Ulysses lifted his hand to signal the men carrying the bombs to come to him. At that moment, the diaphragm vibrated.

"I am Wurutana!"

"The Tree?" Ulysses tapped back.

"The Tree!"

The code for the exclamation mark came through seemingly louder. So the vegetable entity, if it was one, could have emotion; in this case, pride. And why not? It was not possible for sentient life to exist without emotion. Emotion was as natural and as vital for sapiency as intelligence. Those science-fiction stories with unemotional, extraterrestrial sapients were based on an unrealistic premise. A life form needed emotion to survive as much as it needed a thinking mind. No living creature could thrive, or even exist, on logic alone. Not unless it was a protein or vegetable computer and, therefore, not self-conscious.

"I learned about you many thousands of years ago," the diaphragm pulsed.

He wondered how this entity could have any sense of time. Did it sense each year by some subtle internal change responding to the change of seasons? Or did it have some internal clock placed in it by the geneticists who had designed it?

"Those who must die told me about you."

Those who must die. Thus it designated the little forms of mobile life that communicated with it.

"Those who must die can nevertheless kill," Ulysses tapped.

He got back the answer he expected.

"They cannot kill me! I am immortal! And invincible!"

"If that is so," Ulysses tapped, "why do you fear me?"

There was another moment of silence. He hoped that the vegetable brain was quivering with shock. It gave him a perverse pleasure to upset the creature, though there was no other profit in it for him.

Finally, the diaphragm boomed, "I do not fear you, one who must die!"

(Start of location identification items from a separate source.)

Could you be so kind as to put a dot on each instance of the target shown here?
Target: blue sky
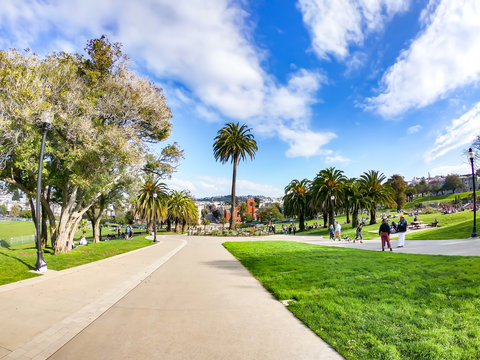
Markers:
(388, 85)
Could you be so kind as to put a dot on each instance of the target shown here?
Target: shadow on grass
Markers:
(18, 259)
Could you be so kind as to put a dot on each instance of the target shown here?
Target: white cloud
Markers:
(451, 169)
(462, 132)
(444, 57)
(335, 25)
(204, 45)
(335, 159)
(414, 129)
(208, 186)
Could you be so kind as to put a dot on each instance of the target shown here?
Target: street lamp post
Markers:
(332, 198)
(155, 218)
(41, 265)
(471, 155)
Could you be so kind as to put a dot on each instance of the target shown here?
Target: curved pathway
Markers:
(185, 298)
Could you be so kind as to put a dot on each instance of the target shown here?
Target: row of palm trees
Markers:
(156, 203)
(332, 192)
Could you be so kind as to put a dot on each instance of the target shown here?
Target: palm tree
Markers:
(357, 201)
(181, 209)
(375, 192)
(326, 188)
(234, 143)
(146, 203)
(296, 200)
(243, 210)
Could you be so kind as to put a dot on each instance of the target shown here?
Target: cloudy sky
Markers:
(388, 85)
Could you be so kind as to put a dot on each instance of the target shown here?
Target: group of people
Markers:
(289, 229)
(385, 230)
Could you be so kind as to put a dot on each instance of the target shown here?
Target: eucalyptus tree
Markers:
(104, 118)
(376, 193)
(327, 184)
(234, 143)
(296, 200)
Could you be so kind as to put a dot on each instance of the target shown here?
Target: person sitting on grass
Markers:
(83, 241)
(384, 233)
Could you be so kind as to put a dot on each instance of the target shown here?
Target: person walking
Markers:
(358, 233)
(384, 233)
(401, 229)
(338, 231)
(331, 231)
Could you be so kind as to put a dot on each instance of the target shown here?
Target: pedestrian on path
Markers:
(338, 231)
(401, 229)
(384, 233)
(358, 233)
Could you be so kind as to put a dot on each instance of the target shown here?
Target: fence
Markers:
(17, 240)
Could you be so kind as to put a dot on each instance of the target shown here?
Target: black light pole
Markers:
(471, 155)
(155, 218)
(333, 210)
(41, 265)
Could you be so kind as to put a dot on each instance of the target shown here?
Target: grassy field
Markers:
(16, 261)
(373, 305)
(433, 200)
(452, 226)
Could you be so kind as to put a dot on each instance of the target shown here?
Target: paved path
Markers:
(463, 247)
(185, 298)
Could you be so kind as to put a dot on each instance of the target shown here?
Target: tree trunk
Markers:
(301, 220)
(234, 180)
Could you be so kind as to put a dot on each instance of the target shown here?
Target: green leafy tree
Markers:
(376, 193)
(234, 143)
(453, 183)
(397, 183)
(104, 115)
(296, 200)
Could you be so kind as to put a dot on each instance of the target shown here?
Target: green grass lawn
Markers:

"Then why did you try to have me captured? What had I done to you to warrant your hostility?"

"I wanted to talk to you. You were a strange thing, an anachronism, a species that has been extinct for twenty million years."

It was Ulysses' turn to be shocked. So the time was twenty, not ten, million years. Twenty million years!

He told himself that there was no reason to be startled. Twenty million years meant no more than ten.

"How do you know that?" he tapped.

"I was told so by my creators. They put an enormous amount of data into my memory cells."

"Were your creators human?"

The diaphragm did not move for several seconds and then, "Yes."

So this was why, despite its denial, it feared him. Men had created it, and so a man could destroy it. That must be its logic. What it probably did not know was that this man was an ignorant savage in comparison with the creators of The Tree. Still, he was not ineffectual. If he could get the proper metals, he could eventually make an atom bomb. Even The Tree could not stand up to a dozen fission devices.